In Branyas’ case, she was born a little less than two years after statewide birth certificates came to California in July 1905. Esteller and colleagues relied on the work of age-verification organizations to validate Branyas’ age and did not have direct access to her documents.
When asked, a representative for the Guinness Book of World records provided Live Science with general information on the organization’s methods.

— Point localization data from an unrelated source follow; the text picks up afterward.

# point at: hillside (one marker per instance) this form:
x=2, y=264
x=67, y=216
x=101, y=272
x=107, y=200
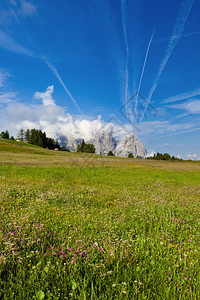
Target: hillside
x=85, y=226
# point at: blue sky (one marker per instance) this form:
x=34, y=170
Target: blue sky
x=74, y=65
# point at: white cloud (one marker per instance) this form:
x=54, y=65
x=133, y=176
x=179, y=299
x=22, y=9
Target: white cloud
x=46, y=97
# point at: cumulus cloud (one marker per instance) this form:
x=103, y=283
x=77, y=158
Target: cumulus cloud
x=50, y=118
x=57, y=123
x=46, y=97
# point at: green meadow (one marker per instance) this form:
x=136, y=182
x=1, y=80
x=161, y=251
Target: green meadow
x=83, y=226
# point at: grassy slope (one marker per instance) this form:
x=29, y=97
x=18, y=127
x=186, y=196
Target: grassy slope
x=139, y=218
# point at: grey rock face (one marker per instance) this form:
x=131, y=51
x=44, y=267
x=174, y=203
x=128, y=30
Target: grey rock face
x=105, y=142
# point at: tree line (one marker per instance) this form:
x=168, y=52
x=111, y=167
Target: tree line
x=34, y=137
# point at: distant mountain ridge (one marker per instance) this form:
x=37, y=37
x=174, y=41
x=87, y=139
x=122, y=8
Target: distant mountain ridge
x=105, y=142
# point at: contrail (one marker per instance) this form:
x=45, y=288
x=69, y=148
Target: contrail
x=182, y=36
x=53, y=69
x=124, y=23
x=184, y=12
x=183, y=96
x=144, y=65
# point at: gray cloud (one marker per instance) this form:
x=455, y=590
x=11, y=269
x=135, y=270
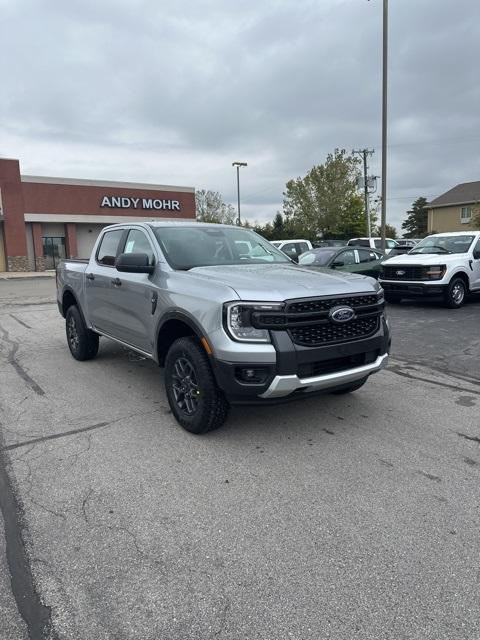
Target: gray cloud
x=174, y=91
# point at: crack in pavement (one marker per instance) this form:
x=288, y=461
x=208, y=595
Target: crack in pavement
x=64, y=434
x=20, y=321
x=55, y=436
x=36, y=615
x=11, y=359
x=445, y=370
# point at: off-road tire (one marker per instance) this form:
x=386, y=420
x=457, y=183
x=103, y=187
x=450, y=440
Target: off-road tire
x=351, y=387
x=455, y=293
x=392, y=298
x=211, y=406
x=82, y=342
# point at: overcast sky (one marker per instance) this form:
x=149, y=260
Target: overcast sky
x=171, y=92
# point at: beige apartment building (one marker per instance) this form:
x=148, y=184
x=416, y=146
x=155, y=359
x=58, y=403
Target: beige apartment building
x=455, y=210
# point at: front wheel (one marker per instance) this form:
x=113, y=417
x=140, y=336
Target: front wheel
x=194, y=398
x=82, y=342
x=455, y=293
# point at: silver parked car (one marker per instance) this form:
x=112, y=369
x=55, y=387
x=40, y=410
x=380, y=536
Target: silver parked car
x=227, y=314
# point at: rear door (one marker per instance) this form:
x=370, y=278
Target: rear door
x=98, y=281
x=134, y=296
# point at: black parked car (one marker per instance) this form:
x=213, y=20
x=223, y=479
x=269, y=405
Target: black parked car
x=367, y=262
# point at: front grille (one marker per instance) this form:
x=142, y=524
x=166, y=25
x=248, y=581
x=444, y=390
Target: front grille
x=325, y=304
x=329, y=333
x=308, y=324
x=409, y=273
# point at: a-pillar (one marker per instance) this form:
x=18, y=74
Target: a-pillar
x=71, y=240
x=14, y=216
x=38, y=246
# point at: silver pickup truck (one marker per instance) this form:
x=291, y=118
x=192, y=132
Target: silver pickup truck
x=228, y=315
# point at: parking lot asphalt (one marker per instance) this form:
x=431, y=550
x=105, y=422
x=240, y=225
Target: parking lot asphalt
x=331, y=517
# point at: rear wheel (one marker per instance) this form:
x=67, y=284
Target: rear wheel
x=351, y=387
x=455, y=293
x=82, y=342
x=194, y=398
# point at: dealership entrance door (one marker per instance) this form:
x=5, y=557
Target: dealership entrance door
x=53, y=251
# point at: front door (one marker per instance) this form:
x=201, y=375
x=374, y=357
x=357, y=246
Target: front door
x=134, y=298
x=53, y=251
x=99, y=277
x=476, y=267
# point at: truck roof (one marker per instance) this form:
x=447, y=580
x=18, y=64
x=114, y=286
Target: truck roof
x=173, y=223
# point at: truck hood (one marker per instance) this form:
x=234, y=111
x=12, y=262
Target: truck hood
x=280, y=282
x=426, y=259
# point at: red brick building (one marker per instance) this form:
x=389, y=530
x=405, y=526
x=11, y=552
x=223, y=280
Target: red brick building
x=43, y=220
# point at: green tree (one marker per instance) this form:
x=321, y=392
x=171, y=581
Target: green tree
x=415, y=225
x=353, y=222
x=278, y=227
x=318, y=202
x=210, y=207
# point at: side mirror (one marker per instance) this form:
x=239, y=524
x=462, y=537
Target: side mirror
x=134, y=263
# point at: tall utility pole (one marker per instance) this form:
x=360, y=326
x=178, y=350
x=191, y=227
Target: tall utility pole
x=365, y=153
x=384, y=123
x=238, y=165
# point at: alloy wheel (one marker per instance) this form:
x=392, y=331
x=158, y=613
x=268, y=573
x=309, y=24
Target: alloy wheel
x=458, y=292
x=73, y=338
x=185, y=386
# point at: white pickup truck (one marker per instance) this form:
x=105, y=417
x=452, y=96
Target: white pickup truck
x=446, y=264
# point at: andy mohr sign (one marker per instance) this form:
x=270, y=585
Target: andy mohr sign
x=124, y=202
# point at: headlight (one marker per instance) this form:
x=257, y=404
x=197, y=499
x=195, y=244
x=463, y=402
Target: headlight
x=436, y=272
x=238, y=320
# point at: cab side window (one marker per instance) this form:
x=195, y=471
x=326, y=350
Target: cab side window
x=107, y=251
x=137, y=242
x=365, y=256
x=290, y=249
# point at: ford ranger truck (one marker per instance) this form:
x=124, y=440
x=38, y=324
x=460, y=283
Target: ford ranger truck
x=230, y=317
x=443, y=264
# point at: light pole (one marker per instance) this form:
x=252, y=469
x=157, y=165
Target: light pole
x=384, y=123
x=238, y=165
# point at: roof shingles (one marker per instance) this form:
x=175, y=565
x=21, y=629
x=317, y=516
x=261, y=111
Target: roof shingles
x=464, y=193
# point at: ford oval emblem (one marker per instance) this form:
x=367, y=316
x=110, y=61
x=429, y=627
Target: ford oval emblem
x=341, y=314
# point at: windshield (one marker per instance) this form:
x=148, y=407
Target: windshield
x=317, y=258
x=444, y=244
x=201, y=246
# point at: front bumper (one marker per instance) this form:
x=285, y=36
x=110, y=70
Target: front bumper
x=412, y=288
x=298, y=370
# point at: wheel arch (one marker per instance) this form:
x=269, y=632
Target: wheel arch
x=68, y=299
x=464, y=276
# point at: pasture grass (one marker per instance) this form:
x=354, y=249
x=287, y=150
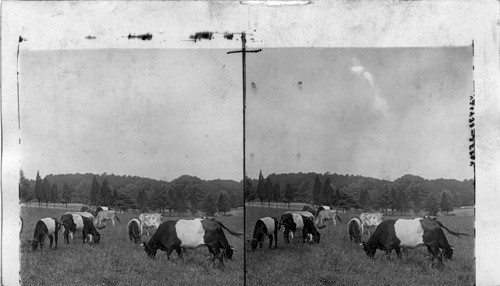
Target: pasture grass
x=338, y=261
x=117, y=261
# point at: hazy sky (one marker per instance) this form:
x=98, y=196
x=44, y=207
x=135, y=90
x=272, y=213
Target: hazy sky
x=374, y=112
x=153, y=113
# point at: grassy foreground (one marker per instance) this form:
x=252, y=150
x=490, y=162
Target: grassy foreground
x=338, y=261
x=117, y=261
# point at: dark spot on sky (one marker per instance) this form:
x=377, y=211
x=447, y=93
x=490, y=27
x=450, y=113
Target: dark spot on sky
x=144, y=37
x=201, y=36
x=254, y=86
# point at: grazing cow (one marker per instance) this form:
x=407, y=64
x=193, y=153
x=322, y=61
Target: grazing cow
x=192, y=234
x=325, y=215
x=265, y=226
x=370, y=220
x=45, y=227
x=310, y=230
x=150, y=220
x=411, y=233
x=321, y=208
x=89, y=229
x=73, y=222
x=134, y=230
x=106, y=215
x=295, y=222
x=354, y=228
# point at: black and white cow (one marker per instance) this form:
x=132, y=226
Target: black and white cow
x=89, y=229
x=45, y=227
x=265, y=226
x=134, y=230
x=411, y=233
x=354, y=229
x=73, y=222
x=192, y=234
x=293, y=222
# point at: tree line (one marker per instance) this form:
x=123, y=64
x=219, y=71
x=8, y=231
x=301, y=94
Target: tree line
x=347, y=192
x=186, y=193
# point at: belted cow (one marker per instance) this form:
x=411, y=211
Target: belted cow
x=266, y=226
x=293, y=222
x=326, y=215
x=411, y=233
x=370, y=220
x=106, y=215
x=134, y=230
x=150, y=220
x=192, y=234
x=73, y=222
x=354, y=229
x=45, y=227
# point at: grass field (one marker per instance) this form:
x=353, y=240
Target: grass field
x=117, y=261
x=338, y=261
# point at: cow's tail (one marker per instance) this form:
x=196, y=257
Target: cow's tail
x=457, y=234
x=230, y=231
x=338, y=217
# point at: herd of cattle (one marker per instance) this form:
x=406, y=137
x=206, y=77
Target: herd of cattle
x=170, y=235
x=397, y=234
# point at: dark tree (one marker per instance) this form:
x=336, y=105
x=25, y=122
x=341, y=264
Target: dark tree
x=288, y=194
x=268, y=187
x=24, y=186
x=261, y=191
x=223, y=204
x=446, y=202
x=54, y=194
x=276, y=193
x=66, y=195
x=317, y=191
x=249, y=192
x=94, y=190
x=430, y=204
x=39, y=196
x=46, y=191
x=209, y=205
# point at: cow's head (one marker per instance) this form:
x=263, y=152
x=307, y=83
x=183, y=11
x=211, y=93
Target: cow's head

“For age-related record titles, the guidelines include requests for government issued documents and further proof to substantiate the claim,” the representative wrote in an email to Live Science. “Exact information on these guidelines is only available to applicants and/ or legal representation of them.”
The hazy nature of old-age records makes interpreting research on the oldest of the old difficult, Newman said. That Branyas’ epigenetic clock suggests she was between 100 and 110 could indeed suggest that she was a 117-year-old who aged unusually slowly — or it could suggest that her paperwork was wrong, and she was between 100 and 110 when she died, he said.
“How do you distinguish between those two cases?” he said. “That’s the central problem. You don’t know.”
On the other hand, Branyas did undeniably reach old age in enviable health, even surviving a bout of COVID-19 in 2020. Thus, her biology might still help researchers distinguish between changes associated with healthy aging and changes associated with disease.
“For the first time you have biomarkers that can tell you your age, but other biomarkers that can tell you your pathology,” Esteller said. “And these are two different things.”